6. In addition to using reusable shopping bags, start using reusable PRODUCE bags.
So, I had no idea these miraculous things existed. Considering I cook a fair amount of fresh veggies, I dispose of 3–4 plastic produce bags weekly. The horror!! I know. The nice thing about these bags is that they keep your vegetables well-aerated so they'll last longer. (For leafy vegetables, don't seal the bag tightly, or preserve them longer by wrapping them in flour sack towels). If you use them for fruit, they'll also keep away fruit flies. You can find these mesh produce bags at The Container Store, Crate and Barrel, or on Amazon for $12. These reusable bags that remove ethylene gas are also a great option.
7. Learn what you actually can and can't recycle in your city.
8. Stop printing your plane tickets and use your Passbook.
9. Order groceries online because it's carpool for groceries.
Ordering groceries saves time, gas, and stress. Here's a list of over 50 places you can order groceries online. Just don't order groceries when there's an apocalyptic storm coming; then you must fend for yourself. 💀
10. Make sure your oven is properly insulated and updated.
You can check if your oven is properly insulated by using a an oven thermometer.
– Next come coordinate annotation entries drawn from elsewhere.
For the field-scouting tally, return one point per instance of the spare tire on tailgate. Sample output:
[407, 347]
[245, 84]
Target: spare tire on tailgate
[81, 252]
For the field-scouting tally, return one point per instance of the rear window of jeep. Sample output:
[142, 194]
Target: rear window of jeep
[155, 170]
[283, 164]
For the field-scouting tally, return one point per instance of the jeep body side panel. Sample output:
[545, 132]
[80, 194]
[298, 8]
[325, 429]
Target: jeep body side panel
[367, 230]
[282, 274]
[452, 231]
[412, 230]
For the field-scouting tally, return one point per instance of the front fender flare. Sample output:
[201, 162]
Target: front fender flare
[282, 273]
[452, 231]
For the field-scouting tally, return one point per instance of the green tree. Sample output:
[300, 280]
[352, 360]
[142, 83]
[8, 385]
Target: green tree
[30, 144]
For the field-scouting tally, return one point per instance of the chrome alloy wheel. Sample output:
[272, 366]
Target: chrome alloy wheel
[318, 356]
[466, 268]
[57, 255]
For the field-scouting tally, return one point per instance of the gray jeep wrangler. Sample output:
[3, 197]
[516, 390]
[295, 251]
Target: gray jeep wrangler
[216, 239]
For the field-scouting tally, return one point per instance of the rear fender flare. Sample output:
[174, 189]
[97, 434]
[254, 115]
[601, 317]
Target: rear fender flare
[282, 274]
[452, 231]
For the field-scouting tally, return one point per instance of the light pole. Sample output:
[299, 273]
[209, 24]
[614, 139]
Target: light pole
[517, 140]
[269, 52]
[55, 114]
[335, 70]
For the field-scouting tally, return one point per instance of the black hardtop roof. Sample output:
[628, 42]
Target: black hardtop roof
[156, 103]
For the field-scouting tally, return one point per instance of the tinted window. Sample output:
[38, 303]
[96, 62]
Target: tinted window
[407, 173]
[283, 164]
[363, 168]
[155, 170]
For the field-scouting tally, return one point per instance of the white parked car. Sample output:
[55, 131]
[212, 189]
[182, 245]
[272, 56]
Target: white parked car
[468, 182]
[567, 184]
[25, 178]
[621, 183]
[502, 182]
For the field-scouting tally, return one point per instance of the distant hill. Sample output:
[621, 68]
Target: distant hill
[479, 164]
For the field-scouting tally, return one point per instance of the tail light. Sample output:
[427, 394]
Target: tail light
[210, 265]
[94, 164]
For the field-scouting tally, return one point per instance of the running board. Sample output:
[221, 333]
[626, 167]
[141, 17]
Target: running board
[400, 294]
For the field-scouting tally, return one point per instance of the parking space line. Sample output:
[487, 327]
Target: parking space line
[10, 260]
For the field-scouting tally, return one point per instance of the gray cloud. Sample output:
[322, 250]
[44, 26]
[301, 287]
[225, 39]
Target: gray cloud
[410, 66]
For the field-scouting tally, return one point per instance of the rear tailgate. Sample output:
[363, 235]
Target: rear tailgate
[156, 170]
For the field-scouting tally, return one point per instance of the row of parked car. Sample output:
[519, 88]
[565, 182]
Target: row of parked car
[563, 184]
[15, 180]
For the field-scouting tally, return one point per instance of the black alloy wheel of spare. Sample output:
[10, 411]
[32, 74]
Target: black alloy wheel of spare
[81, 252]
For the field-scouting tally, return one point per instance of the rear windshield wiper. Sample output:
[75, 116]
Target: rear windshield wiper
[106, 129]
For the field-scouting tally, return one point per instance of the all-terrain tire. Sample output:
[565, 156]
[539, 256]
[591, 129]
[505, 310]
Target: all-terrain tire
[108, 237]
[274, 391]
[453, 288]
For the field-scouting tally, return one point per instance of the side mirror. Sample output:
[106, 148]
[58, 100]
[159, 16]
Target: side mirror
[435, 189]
Or you can try this crazy hack where you test two batches of sugar: one at 180 degrees Celsius (354 degrees Fahrenheit) and another at 190 degrees Celsius (375 degrees Fahrenheit). The one tested at the higher temperature will crystalize because of science! You can watch in detail how this works here.
11. If you love candles, try using beeswax or soy candles.
Beeswax or soy (pesticide-free and non-GMO) candles burn longer and cleaner than regular (paraffin) candles. A clean burn usually indicates fewer toxins and chemicals in the candle. Make sure you get them with a cotton wick, which also extends their burn time. If you're concerned with expensive prices, Paddywax offers $6 travel-size tins and a range of affordable soy candles in recycled glassware.
When I got a soy candle for half off(!) in Target my senior year of college, I burned it at least once a week for several hours and it lasted for the entire year. Though it was still going strong, I had to hand it off to my old roommate when I moved, and it was a tearful departure.
12. Consolidate your electronics onto strips, making it easier to save energy.
I use a combination of two surge protector power strips and one extension cord to power things in my room so I'm able to shut off all electronics with one flip of a switch before heading out for the day. You can find surge protectors here. However, don't use too many surge protectors and daisy-chain them. If you're going to use more than two around the room, don't occupy every single plug of every protector for this can cause fires.